The Notes will be issued pursuant to the Series 2011-4 Indenture Supplement (the “Series 2011-4 Indenture Supplement”), a form of which is attached hereto as Exhibit 4.1, to be dated as of the Closing Date between the Issuing Entity and Wells Fargo Bank, National Association, as Indenture Trustee (the “Indenture Trustee”) to an indenture (the “Indenture”), dated as of February 12, 2010, between the Issuing Entity and the Indenture Trustee.

The Notes evidence indebtedness of the Issuing Entity, the assets of which consist primarily of a revolving pool of receivables arising under floorplan financing agreements between Ally Bank and a group of retail automotive dealers (such revolving pool the “Pool of Accounts”).

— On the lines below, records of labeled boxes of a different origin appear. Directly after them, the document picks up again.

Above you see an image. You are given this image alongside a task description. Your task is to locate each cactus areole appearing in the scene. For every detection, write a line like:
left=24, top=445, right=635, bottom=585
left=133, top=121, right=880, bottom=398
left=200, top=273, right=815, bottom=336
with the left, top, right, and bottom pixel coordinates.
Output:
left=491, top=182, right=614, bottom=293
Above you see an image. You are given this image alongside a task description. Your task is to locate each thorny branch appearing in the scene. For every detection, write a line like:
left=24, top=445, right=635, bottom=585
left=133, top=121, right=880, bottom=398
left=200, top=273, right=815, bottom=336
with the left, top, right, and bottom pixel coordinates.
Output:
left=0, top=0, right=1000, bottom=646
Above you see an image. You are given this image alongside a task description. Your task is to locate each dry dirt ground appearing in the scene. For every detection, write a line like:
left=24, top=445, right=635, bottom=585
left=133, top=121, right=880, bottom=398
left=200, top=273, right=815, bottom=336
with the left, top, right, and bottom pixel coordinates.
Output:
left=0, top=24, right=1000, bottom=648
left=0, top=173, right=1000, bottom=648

As of August 29, 2011, the Pool of Accounts had the characteristics described in the Prospectus Supplement dated as of September 14, 2011 to be filed with the Commission pursuant to Rule 424(b) of the Act.

 

2


Legal opinions of Kirkland & Ellis LLP are attached as Exhibit 5.1 and Exhibit 8.1

Item 9.01. Exhibits

 

Exhibit 1.1    Underwriting Agreement, dated as of September 14, 2011, by and among Ally Bank, Ally Wholesale Enterprises LLC and Barclays Capital Inc., Citigroup Global Markets Inc. and JPMorgan Securities LLC, as representatives of the underwriters named therein.
Exhibit 4.1    Form of Series 2011-4 Indenture Supplement between Ally Master Owner Trust and Wells Fargo Bank, National Association, as Indenture Trustee, to be dated as of September 21, 2011.
Exhibit 5.1    Opinion of Counsel of Kirkland & Ellis LLP, dated as of September 16, 2011.
Exhibit 8.1    Opinion of Counsel of Kirkland & Ellis LLP, dated as of September 16, 2011.

 

3


SIGNATURES

Pursuant to the requirements of the Securities Exchange Act of 1934, the Registrant has duly caused this report to be signed on its behalf by the undersigned hereunto duly authorized.

 

ALLY WHOLESALE ENTERPRISES LLC
By:   /s/ S. Dekarske

Name:

Title:

 

S. Dekarske

Vice President

Dated: September 16, 2011

 

4


EXHIBIT INDEX

 

Exhibit No.

  

Description

Exhibit 1.1    Underwriting Agreement, dated as of September 14, 2011, by and among Ally Bank, Ally Wholesale Enterprises LLC and Barclays Capital Inc., Citigroup Global Markets Inc. and JPMorgan Securities LLC, as representatives of the underwriters named therein.
Exhibit 4.1    Form of Series 2011-4 Indenture Supplement between Ally Master Owner Trust and Wells Fargo Bank, National Association, as Indenture Trustee, to be dated as of September 21, 2011.
Exhibit 5.1    Opinion of Counsel of Kirkland & Ellis LLP, dated as of September 16, 2011.
Exhibit 8.1    Opinion of Counsel of Kirkland & Ellis LLP, dated as of September 16, 2011.